Nenhuma produção está livre. Pode
ser o aclamado "Cidadão Kane", de Orson Welles, ou um filme de baixo orçamento como "O Guerreiro do Apocalipse", produzido por Roger Corman.
Os cortes são mais frequentes do que se
pensa, e os motivos variam bastante.
A Globo admite que corta alguns filmes que exibe. O argumento é que às vezes é necessário abrandar cenas de violência e sexo que têm muito impacto no
cinema, mas "pouca função na TV".
Seguindo esse princípio, a emissora
exibiu em outubro, com sete minutos a
menos, o filme "Freejack", que tem 109
minutos repletos de tiros e perseguições.
O suspense "Sem Saída" recebeu ainda
mais cortes. Com 114 minutos, foi exibido num sábado com 105 minutos. Foi suprimida a cena do encontro sexual dentro de uma limusine entre Kevin Costner
e Sean Young. A situação foi considerada
quente demais para o horário.
"Se o filme foi cortado para que mostrassem nesse horário, deviam exibi-lo
inteiro em outro", analisa o cineasta Carlos Reichenbach, de "Dois Córregos".

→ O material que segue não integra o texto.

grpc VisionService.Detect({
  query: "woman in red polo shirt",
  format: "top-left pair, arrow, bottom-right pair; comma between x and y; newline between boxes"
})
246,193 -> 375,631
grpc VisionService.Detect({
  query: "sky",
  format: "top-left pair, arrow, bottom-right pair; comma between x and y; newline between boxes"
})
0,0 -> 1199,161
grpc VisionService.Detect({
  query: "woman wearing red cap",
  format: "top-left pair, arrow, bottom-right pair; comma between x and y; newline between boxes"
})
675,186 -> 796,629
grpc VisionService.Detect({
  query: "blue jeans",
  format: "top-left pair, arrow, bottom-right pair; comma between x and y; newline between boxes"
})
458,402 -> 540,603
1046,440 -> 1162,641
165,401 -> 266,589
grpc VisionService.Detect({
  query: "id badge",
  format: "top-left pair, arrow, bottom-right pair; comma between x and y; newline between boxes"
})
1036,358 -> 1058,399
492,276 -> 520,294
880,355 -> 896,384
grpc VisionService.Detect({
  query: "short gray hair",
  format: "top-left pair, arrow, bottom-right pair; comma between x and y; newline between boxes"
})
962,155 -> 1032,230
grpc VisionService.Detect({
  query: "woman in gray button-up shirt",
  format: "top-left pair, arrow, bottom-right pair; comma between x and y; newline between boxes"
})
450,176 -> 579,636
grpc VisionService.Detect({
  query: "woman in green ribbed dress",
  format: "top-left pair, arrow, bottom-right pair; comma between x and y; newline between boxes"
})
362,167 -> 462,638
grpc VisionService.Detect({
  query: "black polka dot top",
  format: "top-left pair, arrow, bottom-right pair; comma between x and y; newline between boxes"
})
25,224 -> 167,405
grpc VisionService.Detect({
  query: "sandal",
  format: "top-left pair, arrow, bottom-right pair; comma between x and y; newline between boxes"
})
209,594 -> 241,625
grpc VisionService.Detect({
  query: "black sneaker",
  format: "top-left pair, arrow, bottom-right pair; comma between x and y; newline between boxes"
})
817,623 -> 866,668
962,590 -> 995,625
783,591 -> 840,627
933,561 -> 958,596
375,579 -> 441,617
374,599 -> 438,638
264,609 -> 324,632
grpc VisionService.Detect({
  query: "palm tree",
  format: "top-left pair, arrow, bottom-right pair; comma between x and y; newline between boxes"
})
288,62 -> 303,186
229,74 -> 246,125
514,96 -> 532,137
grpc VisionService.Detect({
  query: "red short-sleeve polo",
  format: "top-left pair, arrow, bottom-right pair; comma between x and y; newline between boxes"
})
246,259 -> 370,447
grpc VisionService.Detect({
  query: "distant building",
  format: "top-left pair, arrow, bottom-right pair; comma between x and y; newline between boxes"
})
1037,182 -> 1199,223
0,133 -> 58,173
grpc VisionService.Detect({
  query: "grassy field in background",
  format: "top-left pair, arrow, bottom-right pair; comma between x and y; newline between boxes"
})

"Mas pior ainda é quando o filme é
cortado por algum burocrata", diz.
É o que acontece na Record. A emissora diz que não corta filmes, mas sim "os
edita de acordo com o bom senso". Exibiu em 57 minutos "O Bandido Apaixonado", um faroeste de 1948 com 80 minutos. Nessa sessão das manhãs de sábado, agora extinta, todos os filmes eram
exibidos em uma hora, e faroestes como
"Belo e Indomável" (81 minutos) e "Flechas da Vingança" (74 minutos) foram
"reeditados" para caber lá.
Nem sempre se cortam filmes para
abrandar a violência. Segundo Fernando
D'Avila, diretor de programação da
Band, com as transmissões esportivas do
canal é inevitável cortar. A emissora exibiu o desenho japonês "Akira" dia 6 de
novembro com cinco minutos a menos
que a metragem original -124 minutos.
"Quando um jogo de futebol atrasa,
nós precisamos encurtar os filmes. Mas
sempre com um critério técnico", diz.
O problema não é só da TV aberta. Há
filmes cortados também na TV paga.
Quem mais corta é o canal TNT. Filmes
cortados entram no ar precedidos do
aviso de que foram "formatados para
uma audiência geral", eufemismo para
dizer que foi retalhado. O canal passa a
tesoura em clássicos como "Cidadão Kane", de Orson Welles, "Vestida para Matar", de Brian De Palma, e "A Travessia
de Cassandra", com Sophia Loren.
Seu presidente, Jim Samples, explica
que exibe o mesmo filme em países como Argentina e Peru, que têm censura, e
Brasil. "Fazemos só uma edição", diz.
O mesmo acontece no canal Warner.
"Epidemia", com Dustin Hoffman, e
"Copycat", com Sigourney Weaver, receberam "ajustes" antes de ir ao ar.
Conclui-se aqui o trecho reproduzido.